With winter here and bad weather coming and going, chances are pretty good
you I won’t be able to get to the store some day when the craving/need for veggies hits (This actually happens pretty often, but it’s usually from laziness – ha ha!) That’s when it’s a blessing to have a well-stocked freezer.
I almost always have a couple (or more!) bags of frozen veggies in the freezer.
I actually keep quite a few things in the freezer: left-over dinners, muffins, frozen fruit (frozen bananas are overtaking the entire left side of the freezer right now), nuts and seeds, Daiya (Who knew you could freeze it?!), misc. meat substitutes (usually a bag or two of Gardein and TJ’s meatless balls), and whatever Mr. M has managed to squeeze in there.

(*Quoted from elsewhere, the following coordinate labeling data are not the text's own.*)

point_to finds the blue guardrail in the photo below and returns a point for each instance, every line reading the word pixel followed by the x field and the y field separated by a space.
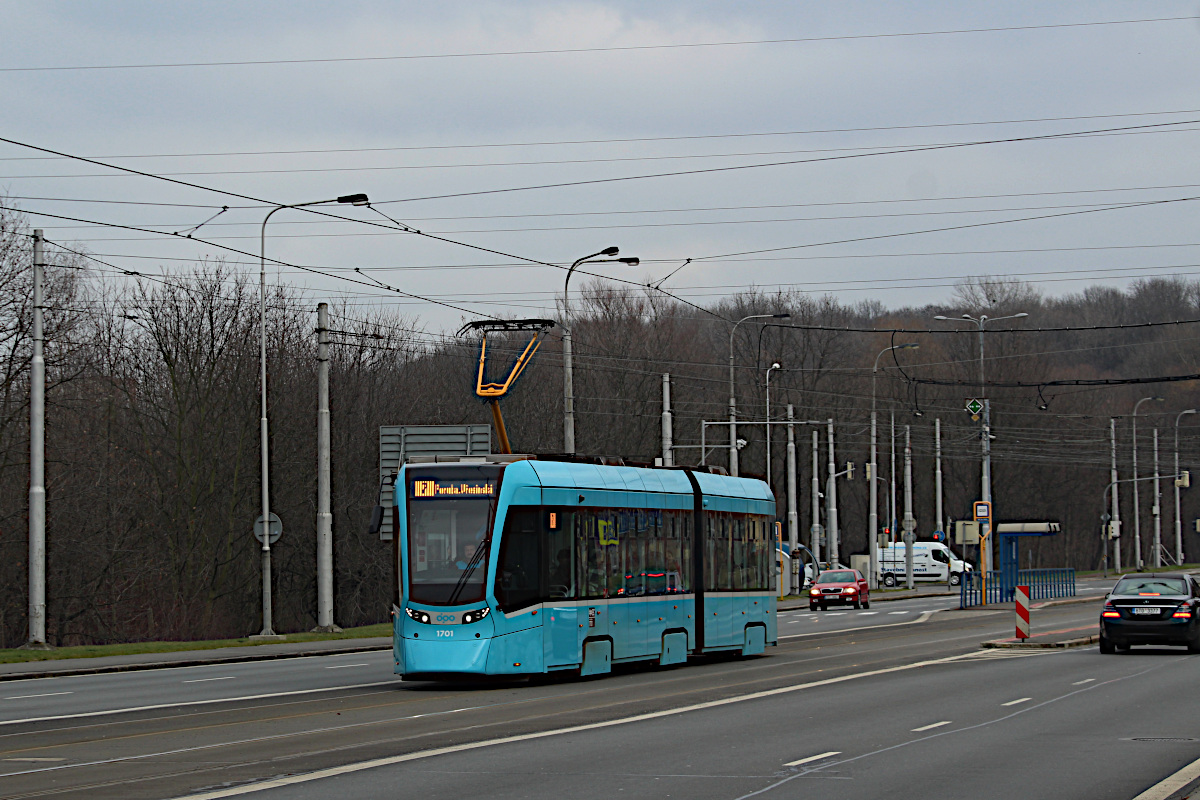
pixel 1043 584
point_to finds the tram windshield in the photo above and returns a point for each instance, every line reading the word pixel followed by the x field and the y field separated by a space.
pixel 450 515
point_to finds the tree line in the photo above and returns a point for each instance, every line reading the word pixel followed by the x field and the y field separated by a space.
pixel 153 407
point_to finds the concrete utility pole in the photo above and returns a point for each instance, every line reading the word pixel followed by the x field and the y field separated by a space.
pixel 910 523
pixel 667 440
pixel 793 517
pixel 324 516
pixel 1179 524
pixel 1158 510
pixel 832 503
pixel 1115 513
pixel 816 498
pixel 37 465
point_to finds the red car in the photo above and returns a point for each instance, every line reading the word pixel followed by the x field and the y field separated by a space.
pixel 839 587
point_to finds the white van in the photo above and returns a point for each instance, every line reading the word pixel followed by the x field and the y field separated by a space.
pixel 930 561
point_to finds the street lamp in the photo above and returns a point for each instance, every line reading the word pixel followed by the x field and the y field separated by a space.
pixel 1179 525
pixel 985 489
pixel 775 366
pixel 568 376
pixel 348 199
pixel 874 523
pixel 1137 513
pixel 733 400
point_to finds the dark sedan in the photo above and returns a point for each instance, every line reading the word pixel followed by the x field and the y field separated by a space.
pixel 1152 609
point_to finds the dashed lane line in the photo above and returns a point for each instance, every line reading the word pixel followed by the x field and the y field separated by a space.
pixel 813 758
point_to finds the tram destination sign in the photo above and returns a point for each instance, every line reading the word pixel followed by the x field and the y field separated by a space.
pixel 429 488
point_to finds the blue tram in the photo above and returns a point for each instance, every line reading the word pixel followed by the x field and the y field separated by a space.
pixel 532 565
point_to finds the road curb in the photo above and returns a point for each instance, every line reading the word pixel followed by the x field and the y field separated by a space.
pixel 190 662
pixel 1042 645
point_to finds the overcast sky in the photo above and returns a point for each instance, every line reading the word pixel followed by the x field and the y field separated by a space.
pixel 407 127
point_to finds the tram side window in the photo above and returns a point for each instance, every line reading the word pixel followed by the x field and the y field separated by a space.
pixel 561 571
pixel 517 579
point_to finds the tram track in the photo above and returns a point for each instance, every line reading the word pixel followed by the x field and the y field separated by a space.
pixel 612 697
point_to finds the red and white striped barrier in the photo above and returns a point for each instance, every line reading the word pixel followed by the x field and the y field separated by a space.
pixel 1023 612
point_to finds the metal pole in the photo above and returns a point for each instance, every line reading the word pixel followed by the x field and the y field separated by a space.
pixel 37 465
pixel 1116 506
pixel 937 475
pixel 667 440
pixel 264 446
pixel 910 524
pixel 568 394
pixel 1137 511
pixel 1179 522
pixel 324 516
pixel 832 503
pixel 733 411
pixel 873 523
pixel 1158 510
pixel 816 499
pixel 894 512
pixel 793 517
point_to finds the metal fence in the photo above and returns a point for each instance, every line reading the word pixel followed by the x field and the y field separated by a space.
pixel 1043 584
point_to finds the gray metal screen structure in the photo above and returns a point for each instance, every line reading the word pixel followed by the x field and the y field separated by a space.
pixel 400 443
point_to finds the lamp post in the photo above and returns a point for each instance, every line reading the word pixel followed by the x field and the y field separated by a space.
pixel 568 372
pixel 985 480
pixel 1137 512
pixel 264 446
pixel 775 366
pixel 874 522
pixel 1179 525
pixel 733 400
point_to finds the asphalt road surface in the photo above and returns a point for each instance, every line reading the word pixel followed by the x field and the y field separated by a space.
pixel 886 703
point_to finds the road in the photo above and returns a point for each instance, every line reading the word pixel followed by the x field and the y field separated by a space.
pixel 873 708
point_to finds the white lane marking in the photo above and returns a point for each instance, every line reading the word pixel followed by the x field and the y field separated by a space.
pixel 813 758
pixel 333 771
pixel 924 615
pixel 183 703
pixel 930 727
pixel 1170 785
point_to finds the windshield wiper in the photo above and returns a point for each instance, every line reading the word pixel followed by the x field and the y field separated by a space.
pixel 466 573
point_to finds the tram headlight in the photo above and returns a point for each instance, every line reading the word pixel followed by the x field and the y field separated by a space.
pixel 475 615
pixel 420 617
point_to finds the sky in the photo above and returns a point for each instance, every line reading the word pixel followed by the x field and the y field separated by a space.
pixel 822 121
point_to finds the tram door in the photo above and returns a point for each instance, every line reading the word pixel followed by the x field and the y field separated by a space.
pixel 562 635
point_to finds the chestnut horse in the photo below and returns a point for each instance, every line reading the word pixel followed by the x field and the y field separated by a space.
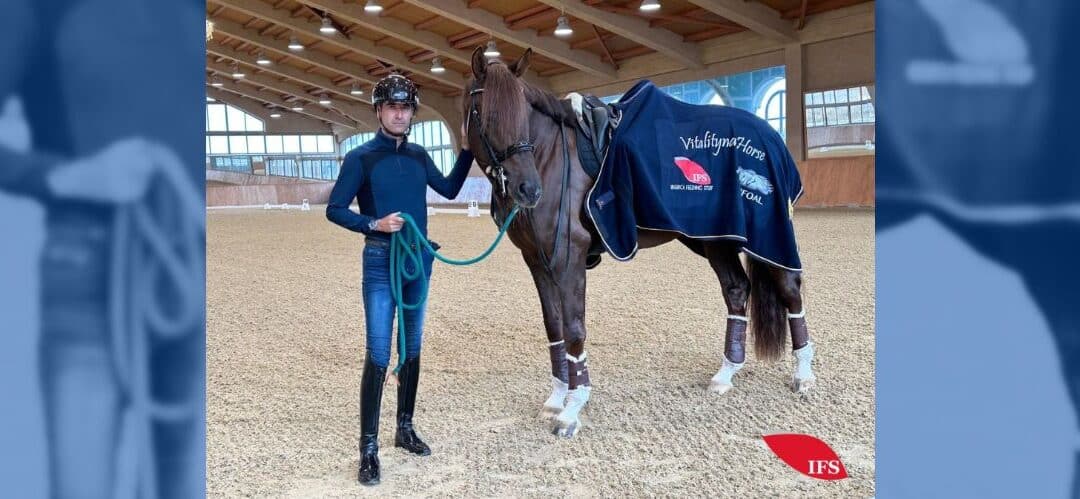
pixel 524 138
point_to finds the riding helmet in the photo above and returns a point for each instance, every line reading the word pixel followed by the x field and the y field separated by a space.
pixel 395 89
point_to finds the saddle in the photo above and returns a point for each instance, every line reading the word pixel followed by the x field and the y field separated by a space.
pixel 596 123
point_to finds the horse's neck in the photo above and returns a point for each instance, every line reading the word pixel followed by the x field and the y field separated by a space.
pixel 548 142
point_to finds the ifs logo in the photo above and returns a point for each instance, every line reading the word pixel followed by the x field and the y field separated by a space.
pixel 807 455
pixel 693 172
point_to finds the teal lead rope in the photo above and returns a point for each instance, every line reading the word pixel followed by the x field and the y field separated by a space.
pixel 408 245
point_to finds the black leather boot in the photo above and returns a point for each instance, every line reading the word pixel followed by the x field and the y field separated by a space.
pixel 370 399
pixel 406 437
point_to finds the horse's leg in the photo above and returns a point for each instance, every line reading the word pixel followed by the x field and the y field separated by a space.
pixel 790 287
pixel 572 287
pixel 551 306
pixel 724 258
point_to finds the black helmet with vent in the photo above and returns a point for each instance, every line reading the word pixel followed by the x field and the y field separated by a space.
pixel 395 89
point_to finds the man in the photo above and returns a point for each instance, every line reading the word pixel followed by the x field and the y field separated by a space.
pixel 388 176
pixel 77 154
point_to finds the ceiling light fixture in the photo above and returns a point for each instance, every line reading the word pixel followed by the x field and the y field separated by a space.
pixel 563 27
pixel 491 51
pixel 327 26
pixel 373 7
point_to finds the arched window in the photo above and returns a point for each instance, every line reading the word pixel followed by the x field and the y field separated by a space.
pixel 225 118
pixel 772 106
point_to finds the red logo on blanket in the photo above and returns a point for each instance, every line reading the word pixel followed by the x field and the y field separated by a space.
pixel 693 172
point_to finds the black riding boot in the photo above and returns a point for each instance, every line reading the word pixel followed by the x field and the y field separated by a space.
pixel 406 437
pixel 370 399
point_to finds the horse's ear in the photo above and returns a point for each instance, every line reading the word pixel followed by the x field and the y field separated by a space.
pixel 480 64
pixel 522 64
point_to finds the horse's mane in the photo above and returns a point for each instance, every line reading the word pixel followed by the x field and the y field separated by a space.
pixel 501 89
pixel 500 86
pixel 549 105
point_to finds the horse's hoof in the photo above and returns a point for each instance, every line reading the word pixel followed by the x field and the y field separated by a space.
pixel 549 413
pixel 719 387
pixel 802 386
pixel 567 431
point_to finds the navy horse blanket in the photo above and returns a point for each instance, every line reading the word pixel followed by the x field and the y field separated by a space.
pixel 705 172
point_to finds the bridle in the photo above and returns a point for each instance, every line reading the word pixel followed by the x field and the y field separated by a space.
pixel 494 170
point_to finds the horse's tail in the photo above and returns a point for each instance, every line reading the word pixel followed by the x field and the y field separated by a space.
pixel 768 314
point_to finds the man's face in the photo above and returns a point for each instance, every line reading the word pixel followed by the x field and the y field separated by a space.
pixel 395 117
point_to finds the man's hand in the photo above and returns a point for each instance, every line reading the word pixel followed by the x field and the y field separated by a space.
pixel 118 174
pixel 390 223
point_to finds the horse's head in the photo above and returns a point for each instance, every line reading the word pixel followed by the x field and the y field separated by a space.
pixel 497 122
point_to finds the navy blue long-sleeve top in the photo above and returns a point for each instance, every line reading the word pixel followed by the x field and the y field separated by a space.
pixel 385 178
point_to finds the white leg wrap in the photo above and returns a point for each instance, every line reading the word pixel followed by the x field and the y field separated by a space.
pixel 576 401
pixel 721 380
pixel 804 377
pixel 557 398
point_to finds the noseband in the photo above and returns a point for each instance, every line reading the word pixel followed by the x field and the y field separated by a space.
pixel 495 171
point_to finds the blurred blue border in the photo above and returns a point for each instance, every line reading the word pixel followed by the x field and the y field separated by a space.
pixel 102 206
pixel 977 228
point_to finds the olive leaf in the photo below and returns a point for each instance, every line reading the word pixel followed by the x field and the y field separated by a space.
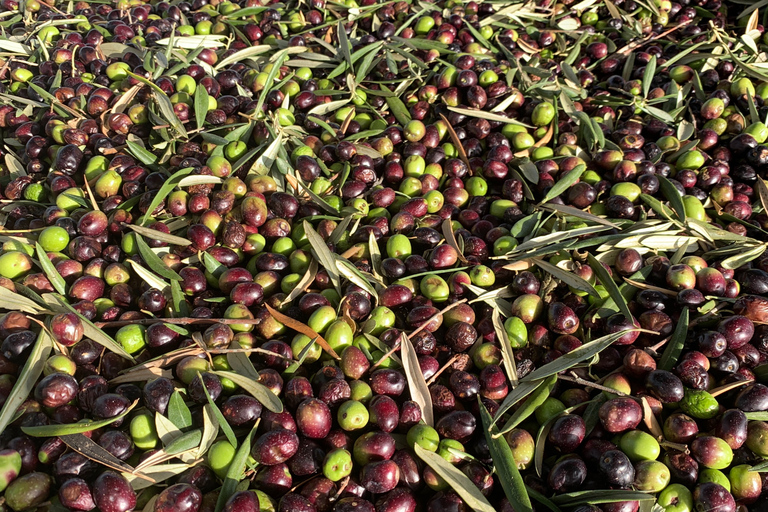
pixel 154 234
pixel 178 412
pixel 50 271
pixel 161 194
pixel 148 277
pixel 522 391
pixel 256 389
pixel 575 356
pixel 508 357
pixel 504 463
pixel 154 262
pixel 89 449
pixel 568 278
pixel 323 255
pixel 236 470
pixel 141 154
pixel 74 428
pixel 94 333
pixel 210 430
pixel 450 239
pixel 201 105
pixel 610 286
pixel 25 383
pixel 14 302
pixel 571 499
pixel 564 183
pixel 675 345
pixel 185 442
pixel 159 473
pixel 180 306
pixel 166 430
pixel 575 212
pixel 534 401
pixel 416 382
pixel 673 196
pixel 457 480
pixel 219 417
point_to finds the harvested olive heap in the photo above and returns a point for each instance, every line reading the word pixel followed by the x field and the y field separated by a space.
pixel 395 256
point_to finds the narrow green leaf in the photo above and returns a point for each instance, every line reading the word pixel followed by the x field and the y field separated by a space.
pixel 745 257
pixel 505 465
pixel 522 391
pixel 675 345
pixel 648 74
pixel 534 401
pixel 258 390
pixel 73 428
pixel 180 306
pixel 201 105
pixel 166 189
pixel 235 471
pixel 154 234
pixel 610 286
pixel 50 271
pixel 25 383
pixel 565 183
pixel 210 430
pixel 399 110
pixel 575 212
pixel 223 424
pixel 575 356
pixel 600 496
pixel 568 278
pixel 96 334
pixel 341 33
pixel 279 58
pixel 140 153
pixel 323 255
pixel 508 357
pixel 673 196
pixel 154 262
pixel 353 274
pixel 185 442
pixel 457 480
pixel 178 412
pixel 416 382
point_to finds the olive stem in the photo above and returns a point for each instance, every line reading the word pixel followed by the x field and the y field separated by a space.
pixel 579 380
pixel 418 330
pixel 442 369
pixel 176 321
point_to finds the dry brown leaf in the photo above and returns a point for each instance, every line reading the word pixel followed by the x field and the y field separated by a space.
pixel 645 286
pixel 728 387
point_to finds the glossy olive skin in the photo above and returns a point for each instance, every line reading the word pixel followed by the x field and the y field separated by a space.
pixel 617 469
pixel 179 497
pixel 113 493
pixel 620 414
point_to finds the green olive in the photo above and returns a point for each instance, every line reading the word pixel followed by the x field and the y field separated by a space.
pixel 423 435
pixel 638 445
pixel 14 264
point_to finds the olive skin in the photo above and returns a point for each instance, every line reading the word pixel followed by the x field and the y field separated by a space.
pixel 713 497
pixel 179 498
pixel 620 414
pixel 617 469
pixel 28 491
pixel 113 493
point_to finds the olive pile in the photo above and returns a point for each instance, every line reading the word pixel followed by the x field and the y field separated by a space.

We use the freezer so much, we’ve seriously been discussing purchasing a small deep freeze. We’ve talked about it before, but we’ve never actually looked at and priced them, nor have we chosen a definitive place to put it in the basement. (It’s going in the make-shift pantry.) I’m excited! I hope we’re able to get one sooner than later.
Anyway, back to why the freezer is your friend. Besides the obvious benefits of being to preserve food for a length of time, the freezer can be home to some great, quick, and easy meals. This is one I came up with last week.
2 bags frozen veggies (your fav)
1 box frozen spinach, thawed and drained
1 can diced tomatoes (about 1.5 c)
1 can black olives (about 1 c)
1 can white beans (about 1.5 c)
Seasonings to taste (I like Italian flavors: oregano, basil, dried parsley, garlic powder, onion powder, salt, pepper, etc)
Thaw and squeeze the excess water from your spinach. (I heat mine for 3 minutes in the microwave then squeeze handfuls until dry.) Add to large, deep sided skillet along with frozen veggies, died tomatoes, rinsed and drained beans and black olives. (I left mine whole, but sliced/diced may be easier to spear with your fork.) Heat everything through until vegetables are thawed and beans are hot.
I eat my veggies on their own, but you may want to add them to a bed of grain, such as brown or wild rice, quinoa, or even some pasta.